This module contains the implementation of Spark Connect which is a logical plan facade for the implementation in Spark. Spark Connect is directly integrated into the build of Spark.
The documentation linked here is specifically for developers of Spark Connect and not directly intended to be end-user documentation.
When contributing a new client please be aware that we strive to have a common user experience across all languages. Please follow the below guidelines:
- Connection string configuration
- Adding new messages in the Spark Connect protocol.
Python-specific development guidelines are located in python/docs/source/development/testing.rst that is published at Development tab in PySpark documentation.
To generate the Python client code from the proto files:
First, make sure to have a Python environment with the installed dependencies.
Specifically, install black
and dependencies from the "Spark Connect python proto generation plugin (optional)" section.

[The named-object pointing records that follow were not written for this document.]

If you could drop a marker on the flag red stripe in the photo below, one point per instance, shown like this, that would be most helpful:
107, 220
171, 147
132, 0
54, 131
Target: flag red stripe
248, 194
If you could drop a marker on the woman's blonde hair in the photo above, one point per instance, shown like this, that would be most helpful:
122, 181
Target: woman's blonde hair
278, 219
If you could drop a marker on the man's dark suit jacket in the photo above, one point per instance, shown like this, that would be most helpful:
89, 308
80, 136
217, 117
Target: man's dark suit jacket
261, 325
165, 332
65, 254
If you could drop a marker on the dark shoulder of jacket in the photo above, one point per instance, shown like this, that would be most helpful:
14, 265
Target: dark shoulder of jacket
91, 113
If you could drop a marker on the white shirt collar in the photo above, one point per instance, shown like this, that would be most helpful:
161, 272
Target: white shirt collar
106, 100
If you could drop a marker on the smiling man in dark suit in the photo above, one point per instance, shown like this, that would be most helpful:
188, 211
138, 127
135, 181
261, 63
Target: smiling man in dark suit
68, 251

pip install -r dev/requirements.txt
Install buf
brew install bufbuild/buf/buf
Generate the Python files by running:
dev/connect-gen-protos.sh
When the user cannot use the official protoc
and protoc-gen-grpc-java
binary files to build the connect
module in the compilation environment,
for example, compiling connect
module on CentOS 6 or CentOS 7 which the default glibc
version is less than 2.14, we can try to compile and test by
specifying the user-defined protoc
and protoc-gen-grpc-java
binary files as follows:
export SPARK_PROTOC_EXEC_PATH=/path-to-protoc-exe
export CONNECT_PLUGIN_EXEC_PATH=/path-to-protoc-gen-grpc-java-exe
./build/mvn -Phive -Puser-defined-protoc clean package
or
export SPARK_PROTOC_EXEC_PATH=/path-to-protoc-exe
export CONNECT_PLUGIN_EXEC_PATH=/path-to-protoc-gen-grpc-java-exe
./build/sbt -Puser-defined-protoc clean package
The user-defined protoc
and protoc-gen-grpc-java
binary files can be produced in the user's compilation environment by source code compilation,
for compilation steps, please refer to protobuf and grpc-java.